Uma das frases que aprendi com o amigo perseguido Luciano Ayan foi a de que as almas totalitárias são como vampiros. Basta que sejam expostos a luz para que derretam. Com Lula não foi diferente. 

Em seu trajeto pelo Sul, Lula foi exposto a uma saraivada de ovos na cidade de São Miguel do Oeste (Santa Catarina). Os ovos foram atirados de um prédio próximo. Irritado, o chefe da organização criminosa convocou a Polícia Militar para que invadisse a residência e desse um “corretivo” nos responsáveis. Felizmente a PM catarinense ignorou os urros do petista. 

Vamos recapitular: Lula queria que a PM invadisse a residência dos manifestantes. Mas não para “fazer justiça”, e sim para agredir os que ousaram se insurgir. 

Vejam só: fosse Lula um democrata, teria protestado contra as ovadas pedindo intervenção das autoridades. Não falaria em “corretivo”. Isso não é justiça, isso é vingança, brutalismo e truculência típicos de uma mentalidade monstruosa que arquitetou o maior esquema de corrupção da história em nome de uma ideologia genocida. 
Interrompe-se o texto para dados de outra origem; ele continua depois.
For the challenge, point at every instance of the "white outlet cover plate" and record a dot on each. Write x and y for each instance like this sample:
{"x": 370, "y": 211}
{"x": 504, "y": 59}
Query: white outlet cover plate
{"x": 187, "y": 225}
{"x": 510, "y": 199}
Passados os apuros, Lula deu entrevista a uma rádio afirmando que “está muito calmo”. Calmo? Não foi o que se viu no Sul. A jararaca faltou cuspir fogo ao se ver diante da resistência. Lula não admite que outros mortais façam qualquer juízo dele. Sua moral defeituosa admite apenas a existência daqueles seres rastejantes que fazem militância pelo partido do plano criminoso de poder. Sendo assim, é óbvio que o “Lula paz e amor” iria mostrar sua carranca stalinista diante da repulsa que desperta no povo brasileiro. Lula pode não ser a alma mais honesta no Brasil, mas certamente é o espírito mais totalitário que habita entre estas terras.